Totalement inconnu du grand public avant son renvoi, Louis Robert s’est retrouvé sous les projecteurs pour avoir remis à un journaliste de Radio-Canada une note ministérielle faisant état d’une situation de crise au CEROM. Cette corporation à but non lucratif est financée à 68 % par le MAPAQ. À l’époque, 15 des 35 employés du centre, dont 7 chercheurs, venaient de démissionner.

Le document raconte que des scientifiques ont subi des tentatives d’intimidation de la part de quelques membres du conseil d’administration et de son président « dans la diffusion et l’interprétation des résultats de projets de recherche ».

Le CEROM défend la présence de l’industrie dans son C.A.

Avant Louis Robert, le nouveau président du conseil d’administration du CEROM, Denis Pageau, a été entendu par la commission.

Ce dernier a souligné qu’à la suite de la crise, davantage de membres indépendants ont été recrutés pour siéger au conseil d’administration.

Malgré cette réforme, trois membres des Producteurs de grains, un syndicat affilié à l’UPA, et deux représentants de La Coop fédérée, une entreprise qui vend notamment des pesticides, y siègent toujours.

Denis Pageau estime qu’il ne s’agit pas d’un « problème majeur ».

Je ne vois pas cela comme une contradiction dans la mesure où on a fait les changements nécessaires pour que les membres indépendants soient en plus grand nombre.

Denis Pageau, président du conseil d’administration du CEROM

Louis Robert réplique qu’il a des doutes sur les motivations de La Coop fédérée.

« Il faut se poser la question : qu’est-ce que La Coop fédérée retire de cette participation-là ? Parce que c’est certain que toute activité d’une société impliquée dans le commerce d’intrants ne dépense pas son argent, ses salaires, ses contributions pour le bien public. »
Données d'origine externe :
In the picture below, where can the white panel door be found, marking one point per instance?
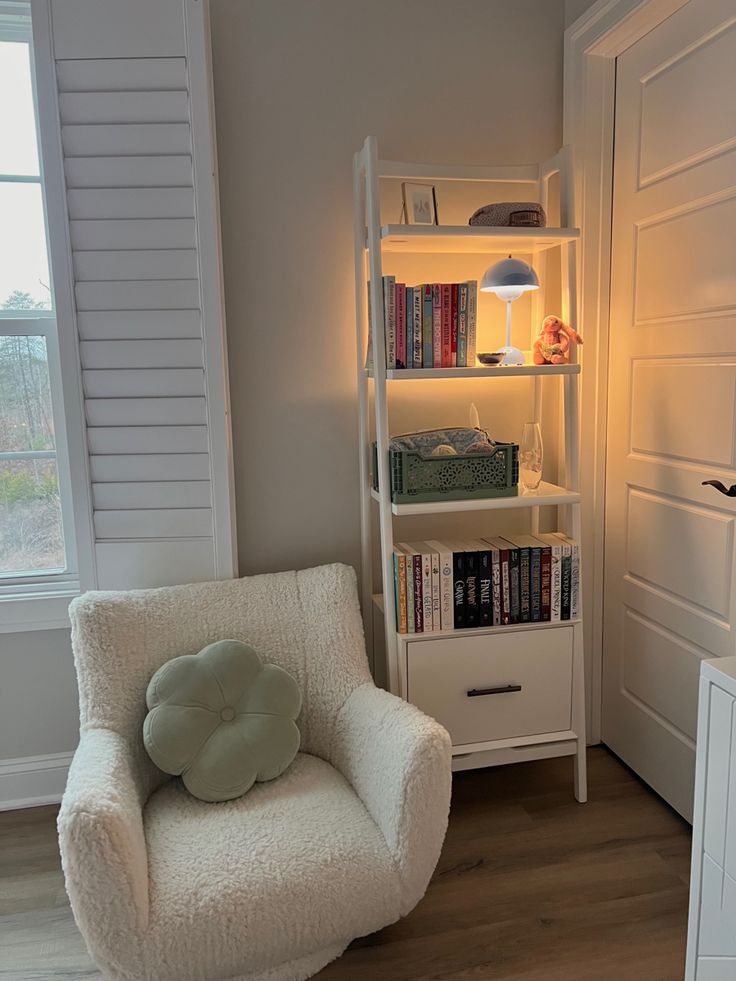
(669, 563)
(131, 98)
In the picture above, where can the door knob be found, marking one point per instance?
(728, 491)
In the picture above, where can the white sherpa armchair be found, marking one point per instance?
(274, 885)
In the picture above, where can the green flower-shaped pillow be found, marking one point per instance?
(222, 720)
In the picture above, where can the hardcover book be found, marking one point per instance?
(458, 586)
(427, 600)
(504, 579)
(444, 552)
(521, 549)
(566, 580)
(427, 328)
(446, 326)
(400, 583)
(462, 325)
(409, 326)
(472, 608)
(389, 319)
(472, 327)
(401, 325)
(485, 584)
(555, 549)
(418, 307)
(409, 564)
(453, 327)
(436, 325)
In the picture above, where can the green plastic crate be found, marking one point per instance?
(416, 478)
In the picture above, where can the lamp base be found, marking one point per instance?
(511, 355)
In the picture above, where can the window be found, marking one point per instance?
(36, 544)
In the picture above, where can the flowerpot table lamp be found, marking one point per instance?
(508, 279)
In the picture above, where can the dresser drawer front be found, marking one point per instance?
(717, 912)
(522, 683)
(719, 832)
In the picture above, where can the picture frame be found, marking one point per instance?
(418, 204)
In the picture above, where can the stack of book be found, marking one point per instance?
(486, 582)
(429, 326)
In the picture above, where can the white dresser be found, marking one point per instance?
(711, 947)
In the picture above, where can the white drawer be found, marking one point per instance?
(717, 913)
(719, 833)
(716, 969)
(442, 672)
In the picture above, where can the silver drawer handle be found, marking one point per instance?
(500, 690)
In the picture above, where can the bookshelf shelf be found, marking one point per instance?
(473, 239)
(477, 631)
(511, 371)
(546, 494)
(534, 671)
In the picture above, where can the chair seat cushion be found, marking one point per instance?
(294, 867)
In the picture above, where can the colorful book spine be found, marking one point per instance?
(427, 328)
(514, 577)
(525, 582)
(472, 607)
(446, 358)
(546, 582)
(437, 325)
(417, 308)
(566, 581)
(505, 564)
(401, 325)
(496, 583)
(418, 604)
(444, 553)
(408, 325)
(462, 325)
(389, 319)
(555, 546)
(574, 575)
(453, 327)
(535, 582)
(458, 588)
(400, 579)
(485, 585)
(436, 600)
(409, 564)
(575, 581)
(427, 591)
(472, 323)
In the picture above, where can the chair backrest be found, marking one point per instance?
(307, 622)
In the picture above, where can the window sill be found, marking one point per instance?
(42, 609)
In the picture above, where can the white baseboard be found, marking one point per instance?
(33, 780)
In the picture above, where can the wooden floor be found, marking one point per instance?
(531, 886)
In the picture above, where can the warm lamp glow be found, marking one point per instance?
(508, 279)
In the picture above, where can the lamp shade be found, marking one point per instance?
(509, 278)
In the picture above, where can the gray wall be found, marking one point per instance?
(575, 9)
(38, 694)
(298, 86)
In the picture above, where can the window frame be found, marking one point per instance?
(31, 600)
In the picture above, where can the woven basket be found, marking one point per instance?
(509, 214)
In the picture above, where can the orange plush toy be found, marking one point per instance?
(553, 344)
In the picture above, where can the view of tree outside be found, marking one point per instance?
(31, 538)
(30, 511)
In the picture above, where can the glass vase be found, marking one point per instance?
(531, 454)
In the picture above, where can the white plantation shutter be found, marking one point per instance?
(135, 148)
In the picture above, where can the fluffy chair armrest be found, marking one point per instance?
(398, 762)
(103, 850)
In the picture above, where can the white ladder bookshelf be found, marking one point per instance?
(437, 670)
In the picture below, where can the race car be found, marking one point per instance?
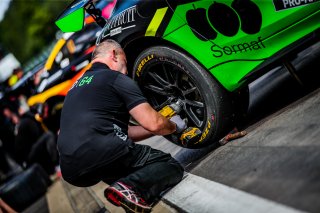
(203, 53)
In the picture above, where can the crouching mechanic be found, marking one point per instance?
(96, 142)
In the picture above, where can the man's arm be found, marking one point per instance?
(138, 133)
(151, 120)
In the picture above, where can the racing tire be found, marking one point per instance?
(166, 75)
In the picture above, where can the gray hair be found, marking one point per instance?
(104, 47)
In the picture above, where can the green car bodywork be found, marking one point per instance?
(224, 56)
(205, 53)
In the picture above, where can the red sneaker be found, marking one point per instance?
(120, 194)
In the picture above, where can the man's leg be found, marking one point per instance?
(151, 172)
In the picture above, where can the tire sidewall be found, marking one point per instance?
(211, 92)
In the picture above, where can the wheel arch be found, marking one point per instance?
(136, 46)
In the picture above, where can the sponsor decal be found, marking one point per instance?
(82, 81)
(227, 21)
(142, 63)
(205, 133)
(237, 48)
(287, 4)
(119, 132)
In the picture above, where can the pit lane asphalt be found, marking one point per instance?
(279, 159)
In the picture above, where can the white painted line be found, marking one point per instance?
(195, 194)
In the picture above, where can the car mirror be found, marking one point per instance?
(71, 22)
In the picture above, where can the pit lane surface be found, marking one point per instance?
(276, 167)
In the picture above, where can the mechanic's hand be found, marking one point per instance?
(180, 123)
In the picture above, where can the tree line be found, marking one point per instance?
(28, 26)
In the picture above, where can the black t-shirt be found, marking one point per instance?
(94, 119)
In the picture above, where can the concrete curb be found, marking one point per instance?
(197, 194)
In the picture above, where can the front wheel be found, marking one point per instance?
(166, 75)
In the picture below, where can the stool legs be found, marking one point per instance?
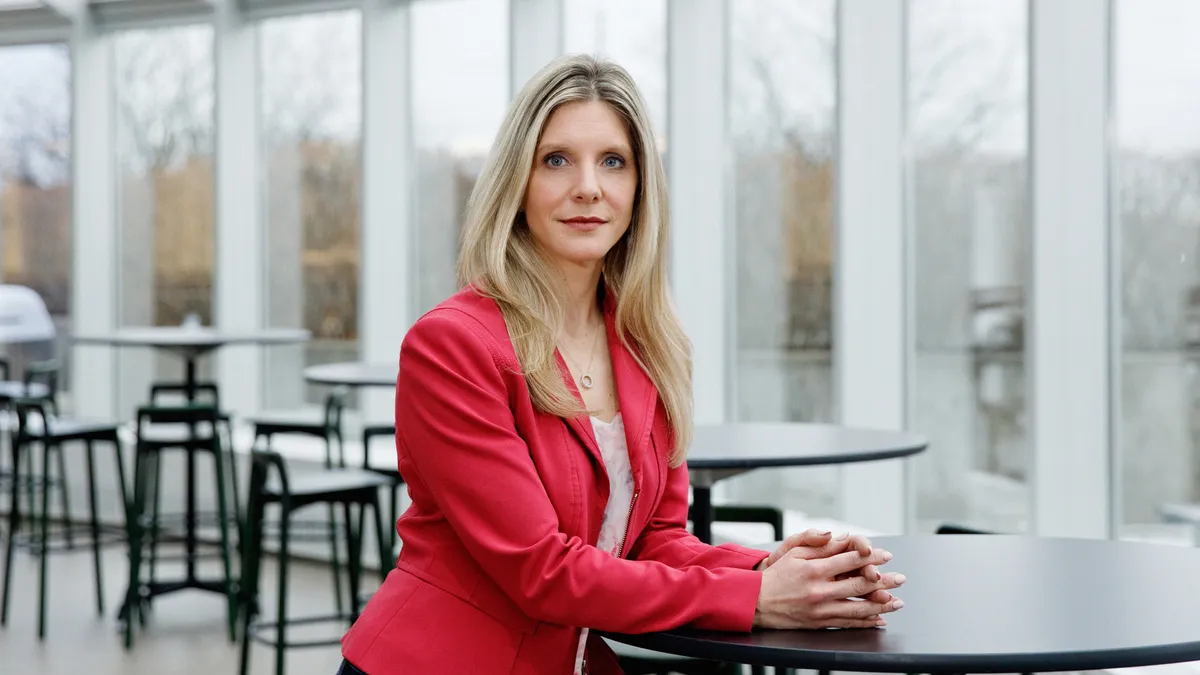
(226, 545)
(95, 527)
(43, 538)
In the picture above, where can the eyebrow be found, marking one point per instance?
(545, 148)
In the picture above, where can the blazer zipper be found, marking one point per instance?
(629, 518)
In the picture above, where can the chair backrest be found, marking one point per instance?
(174, 392)
(29, 408)
(45, 372)
(262, 460)
(335, 404)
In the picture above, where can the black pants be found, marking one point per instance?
(348, 669)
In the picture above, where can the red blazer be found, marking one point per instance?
(498, 568)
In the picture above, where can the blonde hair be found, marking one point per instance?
(501, 260)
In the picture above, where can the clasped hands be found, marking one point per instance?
(817, 580)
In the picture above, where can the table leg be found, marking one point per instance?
(190, 383)
(702, 513)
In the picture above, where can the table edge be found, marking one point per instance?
(876, 662)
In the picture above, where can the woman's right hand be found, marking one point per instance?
(825, 592)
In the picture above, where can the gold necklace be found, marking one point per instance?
(586, 376)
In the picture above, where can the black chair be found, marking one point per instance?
(39, 425)
(197, 425)
(325, 425)
(371, 431)
(270, 483)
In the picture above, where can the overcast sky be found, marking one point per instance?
(460, 79)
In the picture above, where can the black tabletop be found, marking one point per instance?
(192, 338)
(996, 604)
(353, 374)
(753, 446)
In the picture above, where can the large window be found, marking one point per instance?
(783, 115)
(311, 125)
(1157, 174)
(967, 117)
(631, 34)
(460, 97)
(165, 131)
(35, 203)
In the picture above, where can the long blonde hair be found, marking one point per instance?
(501, 260)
Il a ensuite souligné aux parlementaires qu’il serait très facile pour eux de changer la donne.

« Mais qu’est-ce qui vous empêche de le faire ? C’est une question que je vais laisser ouverte, mais ça serait très simple à faire. »

Appel à l’aide des apiculteurs québécois

Plus tôt dans la journée, la commission a aussi entendu des représentantes des Apiculteurs et apicultrices du Québec. Confrontés à des morts spectaculaires de leurs abeilles, les apiculteurs québécois ont lancé un véritable signal d’alarme aux parlementaires.

Ils demandent à Québec d’encadrer l’usage de tous les pesticides qui nuisent aux insectes pollinisateurs, nécessaires pour produire 40 % de notre assiette.

« Si les apiculteurs, après tant d’années de pertes, décident qu’ils sont tannés et qu’ils arrêtent, dans trois ans, il n’y a plus une abeille mellifère sur le territoire du Québec. Elles ne seront pas capables de survivre. Elles ont besoin de leur humain, de leur apiculteur. Et qu’est-ce qui arrive au système agricole québécois ? Il s’effondre », a expliqué Julie Fontaine, l’une des représentantes des Apiculteurs et apicultrices du Québec.